At least one processor further receives one or more voice inputs; and
Process one or more voice inputs to identify the command;
The system of claim 1, wherein the system is configured as follows.

24. The method of claim 23, wherein for displaying content, the at least one processor is further configured to display content associated with the identified hand gesture and the identified command with respect to the surface. System.

A non-transitory computer readable medium, wherein the non-transitory computer readable medium has instructions encoded thereon, and when the instructions are executed by the processing apparatus, the processing apparatus
Receiving at least one image;
Processing at least one image to identify (a) information corresponding to a hand gesture performed by a user and (b) information corresponding to a surface; and
Display content associated with the hand gesture identified with respect to the surface,
A non-transitory computer readable medium characterized by the above.

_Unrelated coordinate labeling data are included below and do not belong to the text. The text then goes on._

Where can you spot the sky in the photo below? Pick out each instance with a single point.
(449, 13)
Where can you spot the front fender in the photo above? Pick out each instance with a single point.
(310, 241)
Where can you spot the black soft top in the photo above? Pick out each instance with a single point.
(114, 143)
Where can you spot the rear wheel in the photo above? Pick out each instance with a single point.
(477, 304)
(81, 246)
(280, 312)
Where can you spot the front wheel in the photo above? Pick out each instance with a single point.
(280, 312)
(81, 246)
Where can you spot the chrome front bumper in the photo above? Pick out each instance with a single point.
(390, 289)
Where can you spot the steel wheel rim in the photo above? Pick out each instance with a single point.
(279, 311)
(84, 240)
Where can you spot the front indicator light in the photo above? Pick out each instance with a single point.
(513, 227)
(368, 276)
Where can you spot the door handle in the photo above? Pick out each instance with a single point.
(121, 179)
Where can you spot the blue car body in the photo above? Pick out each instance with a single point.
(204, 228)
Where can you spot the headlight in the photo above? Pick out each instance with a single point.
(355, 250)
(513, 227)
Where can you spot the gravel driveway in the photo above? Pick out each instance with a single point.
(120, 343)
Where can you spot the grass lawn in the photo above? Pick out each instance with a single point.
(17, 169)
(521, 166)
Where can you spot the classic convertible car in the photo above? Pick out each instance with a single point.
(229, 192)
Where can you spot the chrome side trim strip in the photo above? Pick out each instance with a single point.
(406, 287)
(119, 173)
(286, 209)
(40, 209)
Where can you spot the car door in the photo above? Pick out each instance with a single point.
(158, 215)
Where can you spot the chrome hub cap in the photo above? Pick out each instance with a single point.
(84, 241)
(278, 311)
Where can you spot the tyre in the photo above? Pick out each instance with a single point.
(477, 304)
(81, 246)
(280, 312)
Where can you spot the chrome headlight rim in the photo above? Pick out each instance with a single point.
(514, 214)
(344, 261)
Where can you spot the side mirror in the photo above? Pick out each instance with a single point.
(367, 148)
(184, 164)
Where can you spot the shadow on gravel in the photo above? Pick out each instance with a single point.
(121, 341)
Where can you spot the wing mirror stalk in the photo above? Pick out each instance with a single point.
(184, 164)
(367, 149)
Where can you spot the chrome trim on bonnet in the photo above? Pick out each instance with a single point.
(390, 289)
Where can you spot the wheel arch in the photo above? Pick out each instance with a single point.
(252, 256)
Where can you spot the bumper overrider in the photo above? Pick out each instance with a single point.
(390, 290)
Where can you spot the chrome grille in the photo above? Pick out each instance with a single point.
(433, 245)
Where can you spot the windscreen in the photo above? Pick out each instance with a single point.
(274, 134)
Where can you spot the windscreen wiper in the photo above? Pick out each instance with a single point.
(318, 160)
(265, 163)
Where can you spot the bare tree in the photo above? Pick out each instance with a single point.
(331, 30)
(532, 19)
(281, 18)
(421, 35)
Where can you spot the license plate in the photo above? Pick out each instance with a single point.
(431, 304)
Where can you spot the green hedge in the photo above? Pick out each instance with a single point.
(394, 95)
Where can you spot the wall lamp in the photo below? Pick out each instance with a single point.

A system comprising at least one processor, the processor comprising:
Receiving at least one image;
Receive one or more voice inputs;
At least one image to identify (a) information corresponding to a user's line of sight oriented toward the device and (b) information corresponding to a user's hand gesture oriented toward the position Process;
Process one or more voice inputs to identify the command; and
Providing the device with one or more instructions corresponding to the command identified with respect to the position;
A system characterized by being configured as follows.